ROMA Sarà stata l’adrenalina del momento, le tutte blu in corteo a Napoli contro il Jobs act. O semplicemente una gaffe che Maurizio Landini ha fatto fatica ad ammettere. Ma quelle parole, «Renzi deve rendersi conto che non ha il consenso di chi lavora, dei giovani e degli onesti», non potevano non suonare come un insulto e non rendere l’autunno ancora più caldo. «Così offende milioni di lavoratori », è insorto il presidente del Pd Matteo Orfini. «Io mi ritengo molto onesto», ha replicato schierandosi dalla parte del premier il leader di Confindustria Giorgio Squinzi.
LE SCUSE
Il botta e risposta a più voci è il classico segnale che l’elastico è molto teso e rischia di inquinare in via definitiva i rapporti tra l’ala più intransigente del sindacato e il governo. Il leader dei metalmeccanici prima ha negato. O meglio ha detto di essere stato equivocato. Poi, quando si è visto in onda ripetere quel concetto, dinanzi all’evidenza, si è scusato e tra i lavoratori in assemblea dinanzi alla Whirpool ha chiarito quale era il vero senso delle sue affermazioni: «Il governo sta sbagliando perché per cambiare il Paese ha bisogno del consenso di chi lavora, e mi pare che stia emergendo che il consenso dei giovani, dei precari e di quelli che lavorano non ce l'ha». «Così - ha detto ancora Landini - rischia di rispondere ai soliti interessi forti di chi ci ha portato in questa situazione». E mentre Maurizio Sacconi, capogruppo in Senato Ncd gli ha ricordato che «le parole sono pietre», in campo, molto più tiepedamente, è sceso il segretario generale aggiunto della Uil, Carmelo Barbagallo: «Presidente - ha detto rivolto a Renzi - ci stupisca: si inventi una scusa per farci evitare lo sciopero».
FRASE INFELICE
In casa dem il risentimento per l’accusa di disonestà ha scatenato varie reazioni. Ernesto Carbone, deputato Pd, via Twitter ha chiesto a Landini di scusarsi «con i 12 milioni di italiani che hanno votato Pd». David Ermini, responsabile Giustizia, ha chiesto di evitare «dichiarazioni sbagliate». E l’europarlamentare Simona Bonafè senza affondare troppo il colpo ha osservato «che ognuno è responsabile di ciò che dice».L’unico sostegno al leader delle tute blu è arrivato dal presidente di Sel Nichi Vendola, la «frase infelice» non basta «a cancellare un’altra piazza gremita da migliaia di persone che chiedono diritti, lavoro e dignità».
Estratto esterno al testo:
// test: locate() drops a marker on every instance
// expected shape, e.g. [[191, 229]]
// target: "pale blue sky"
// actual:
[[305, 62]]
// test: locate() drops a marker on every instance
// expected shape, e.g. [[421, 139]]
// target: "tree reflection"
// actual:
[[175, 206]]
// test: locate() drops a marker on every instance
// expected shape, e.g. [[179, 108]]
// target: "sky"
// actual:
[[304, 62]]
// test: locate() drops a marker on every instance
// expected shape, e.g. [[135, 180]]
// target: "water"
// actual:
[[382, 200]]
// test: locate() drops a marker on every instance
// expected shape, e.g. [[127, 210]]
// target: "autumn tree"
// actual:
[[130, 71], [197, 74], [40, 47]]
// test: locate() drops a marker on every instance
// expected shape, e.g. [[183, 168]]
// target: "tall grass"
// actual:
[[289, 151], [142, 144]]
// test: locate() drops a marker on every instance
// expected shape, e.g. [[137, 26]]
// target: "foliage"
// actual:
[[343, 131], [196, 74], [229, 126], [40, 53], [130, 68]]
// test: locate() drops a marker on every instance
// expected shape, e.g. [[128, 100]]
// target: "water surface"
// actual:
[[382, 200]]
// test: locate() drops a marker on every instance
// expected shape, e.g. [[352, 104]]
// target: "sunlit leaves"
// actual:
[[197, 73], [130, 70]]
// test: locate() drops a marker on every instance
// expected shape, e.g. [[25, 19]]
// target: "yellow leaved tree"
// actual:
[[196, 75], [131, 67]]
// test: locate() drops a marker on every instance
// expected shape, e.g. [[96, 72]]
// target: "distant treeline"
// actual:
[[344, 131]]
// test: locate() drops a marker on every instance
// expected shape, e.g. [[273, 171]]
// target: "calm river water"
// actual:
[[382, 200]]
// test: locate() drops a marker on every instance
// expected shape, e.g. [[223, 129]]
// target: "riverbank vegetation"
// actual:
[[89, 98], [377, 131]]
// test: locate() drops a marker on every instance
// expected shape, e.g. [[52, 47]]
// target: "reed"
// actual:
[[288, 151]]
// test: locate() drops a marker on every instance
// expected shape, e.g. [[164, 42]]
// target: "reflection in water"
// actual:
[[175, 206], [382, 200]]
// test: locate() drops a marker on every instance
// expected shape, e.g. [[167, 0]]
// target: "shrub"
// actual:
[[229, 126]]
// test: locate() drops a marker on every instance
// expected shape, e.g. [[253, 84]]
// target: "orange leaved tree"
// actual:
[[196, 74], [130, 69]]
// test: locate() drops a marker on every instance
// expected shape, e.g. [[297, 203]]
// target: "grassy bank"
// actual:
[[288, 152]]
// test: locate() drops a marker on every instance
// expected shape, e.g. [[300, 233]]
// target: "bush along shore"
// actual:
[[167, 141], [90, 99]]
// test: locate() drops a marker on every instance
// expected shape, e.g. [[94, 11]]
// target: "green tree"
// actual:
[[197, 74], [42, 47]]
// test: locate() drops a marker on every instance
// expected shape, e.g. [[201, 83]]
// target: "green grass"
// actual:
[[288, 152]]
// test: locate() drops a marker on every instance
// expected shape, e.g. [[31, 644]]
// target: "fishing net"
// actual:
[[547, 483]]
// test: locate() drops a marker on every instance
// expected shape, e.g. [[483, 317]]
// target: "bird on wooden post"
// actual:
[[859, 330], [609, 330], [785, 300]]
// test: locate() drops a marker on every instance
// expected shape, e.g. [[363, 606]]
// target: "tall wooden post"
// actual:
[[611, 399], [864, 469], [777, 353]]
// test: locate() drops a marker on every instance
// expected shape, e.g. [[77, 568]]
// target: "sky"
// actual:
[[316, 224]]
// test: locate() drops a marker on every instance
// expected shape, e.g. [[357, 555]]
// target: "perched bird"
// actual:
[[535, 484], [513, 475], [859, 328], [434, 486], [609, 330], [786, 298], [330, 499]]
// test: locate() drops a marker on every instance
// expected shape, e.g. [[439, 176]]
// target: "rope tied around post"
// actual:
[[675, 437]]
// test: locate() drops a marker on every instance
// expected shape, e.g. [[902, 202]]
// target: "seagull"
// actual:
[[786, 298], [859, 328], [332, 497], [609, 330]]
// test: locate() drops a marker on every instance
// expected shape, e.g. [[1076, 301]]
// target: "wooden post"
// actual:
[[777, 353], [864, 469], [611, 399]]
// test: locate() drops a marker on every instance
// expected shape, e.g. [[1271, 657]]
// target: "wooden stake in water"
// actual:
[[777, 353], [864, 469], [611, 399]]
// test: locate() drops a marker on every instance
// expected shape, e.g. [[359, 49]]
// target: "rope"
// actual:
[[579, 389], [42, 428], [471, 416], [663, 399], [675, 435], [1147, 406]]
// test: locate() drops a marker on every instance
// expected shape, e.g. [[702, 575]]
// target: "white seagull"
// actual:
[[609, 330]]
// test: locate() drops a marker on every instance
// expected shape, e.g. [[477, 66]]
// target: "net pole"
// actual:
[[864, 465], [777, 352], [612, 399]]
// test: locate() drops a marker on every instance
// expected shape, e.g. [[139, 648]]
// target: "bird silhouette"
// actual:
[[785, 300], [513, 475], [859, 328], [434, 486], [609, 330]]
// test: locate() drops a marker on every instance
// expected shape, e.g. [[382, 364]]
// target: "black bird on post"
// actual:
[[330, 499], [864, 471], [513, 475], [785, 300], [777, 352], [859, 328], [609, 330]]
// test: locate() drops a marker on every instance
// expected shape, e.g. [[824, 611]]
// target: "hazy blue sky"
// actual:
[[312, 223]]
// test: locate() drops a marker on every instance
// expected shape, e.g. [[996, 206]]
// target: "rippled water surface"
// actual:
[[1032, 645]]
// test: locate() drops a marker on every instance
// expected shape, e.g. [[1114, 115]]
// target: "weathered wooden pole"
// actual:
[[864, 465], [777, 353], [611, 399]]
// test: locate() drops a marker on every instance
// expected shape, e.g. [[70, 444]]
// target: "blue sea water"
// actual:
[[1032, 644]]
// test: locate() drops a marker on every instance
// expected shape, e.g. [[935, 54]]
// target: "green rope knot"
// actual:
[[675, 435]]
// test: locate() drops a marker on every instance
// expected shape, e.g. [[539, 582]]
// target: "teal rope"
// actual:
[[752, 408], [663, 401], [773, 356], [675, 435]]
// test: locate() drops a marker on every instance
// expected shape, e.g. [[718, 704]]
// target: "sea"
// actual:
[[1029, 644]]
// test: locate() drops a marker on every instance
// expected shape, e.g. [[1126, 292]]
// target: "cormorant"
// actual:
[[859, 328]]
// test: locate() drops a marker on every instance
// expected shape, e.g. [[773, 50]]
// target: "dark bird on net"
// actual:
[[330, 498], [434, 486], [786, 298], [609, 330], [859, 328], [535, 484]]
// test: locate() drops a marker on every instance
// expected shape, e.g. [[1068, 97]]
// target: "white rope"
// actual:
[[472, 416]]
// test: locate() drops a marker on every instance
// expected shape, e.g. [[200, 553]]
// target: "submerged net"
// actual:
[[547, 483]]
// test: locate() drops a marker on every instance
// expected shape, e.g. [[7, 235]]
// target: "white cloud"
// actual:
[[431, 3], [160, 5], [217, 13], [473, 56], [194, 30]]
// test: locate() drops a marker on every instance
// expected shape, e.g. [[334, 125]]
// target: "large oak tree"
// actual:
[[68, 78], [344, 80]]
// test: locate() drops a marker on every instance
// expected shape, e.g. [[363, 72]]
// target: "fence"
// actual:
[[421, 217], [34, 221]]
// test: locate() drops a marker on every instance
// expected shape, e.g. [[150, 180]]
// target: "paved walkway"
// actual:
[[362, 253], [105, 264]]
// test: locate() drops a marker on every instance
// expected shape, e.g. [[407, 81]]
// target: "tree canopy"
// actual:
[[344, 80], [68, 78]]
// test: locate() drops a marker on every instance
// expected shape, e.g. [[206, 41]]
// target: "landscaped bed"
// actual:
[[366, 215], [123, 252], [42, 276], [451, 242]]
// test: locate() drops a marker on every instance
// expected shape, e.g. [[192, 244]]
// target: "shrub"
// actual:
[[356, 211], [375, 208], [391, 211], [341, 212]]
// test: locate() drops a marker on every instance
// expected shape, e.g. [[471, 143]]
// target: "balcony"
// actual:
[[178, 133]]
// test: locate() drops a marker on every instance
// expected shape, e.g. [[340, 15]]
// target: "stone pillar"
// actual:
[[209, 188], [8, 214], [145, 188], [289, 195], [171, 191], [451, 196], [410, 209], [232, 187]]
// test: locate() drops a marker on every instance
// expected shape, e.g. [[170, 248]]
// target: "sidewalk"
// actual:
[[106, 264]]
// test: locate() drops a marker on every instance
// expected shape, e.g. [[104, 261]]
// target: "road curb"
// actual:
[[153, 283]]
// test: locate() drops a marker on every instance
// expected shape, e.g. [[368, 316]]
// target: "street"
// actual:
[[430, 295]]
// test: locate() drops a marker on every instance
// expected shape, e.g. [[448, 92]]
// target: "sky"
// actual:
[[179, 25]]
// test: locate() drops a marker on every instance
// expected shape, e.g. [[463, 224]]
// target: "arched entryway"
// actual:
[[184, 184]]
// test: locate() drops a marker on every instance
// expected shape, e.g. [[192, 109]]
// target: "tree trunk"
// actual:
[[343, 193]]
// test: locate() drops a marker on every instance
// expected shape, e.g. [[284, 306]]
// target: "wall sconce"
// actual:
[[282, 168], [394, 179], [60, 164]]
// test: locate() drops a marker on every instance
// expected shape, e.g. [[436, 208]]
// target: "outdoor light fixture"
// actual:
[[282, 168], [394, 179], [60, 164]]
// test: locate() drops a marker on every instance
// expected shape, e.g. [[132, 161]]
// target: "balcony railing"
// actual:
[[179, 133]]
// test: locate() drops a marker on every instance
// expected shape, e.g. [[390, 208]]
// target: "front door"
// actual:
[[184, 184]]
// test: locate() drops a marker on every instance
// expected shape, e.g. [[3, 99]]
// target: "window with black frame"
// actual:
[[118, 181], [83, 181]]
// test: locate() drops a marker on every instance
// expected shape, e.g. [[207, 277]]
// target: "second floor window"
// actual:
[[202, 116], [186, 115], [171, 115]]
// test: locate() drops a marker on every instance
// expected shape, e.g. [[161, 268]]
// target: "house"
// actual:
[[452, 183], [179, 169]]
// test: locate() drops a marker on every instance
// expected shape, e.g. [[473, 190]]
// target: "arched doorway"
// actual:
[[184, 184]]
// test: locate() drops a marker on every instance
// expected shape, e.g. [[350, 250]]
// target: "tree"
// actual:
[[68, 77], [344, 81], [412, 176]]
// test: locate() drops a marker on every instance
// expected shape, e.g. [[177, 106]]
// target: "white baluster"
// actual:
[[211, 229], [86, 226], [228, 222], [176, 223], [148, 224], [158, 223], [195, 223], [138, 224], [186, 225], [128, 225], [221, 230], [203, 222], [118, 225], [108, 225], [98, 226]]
E Renzi? Dal suo entourage filtra l’immagine di un Matteo «infastidito» per i toni, («basta con gli insulti»). In quanto alle accuse rivolte al governo, Renzi - intervenendo al Business Europe - ha ribadito che il lavoro si salva «tenendo aperte le fabbriche e non alimentando polemiche, risolvendo le crisi industriali e non giocando a chi urla più forte». L'art.18 che il leader della Fiom eregge a simbolo, per Renzi non è più «un ostacolo». Il colpo di spugna verrà dato con un decreto attuativo a gennaio, «l'ultimo voto in Parlamento sarà il 9 dicembre».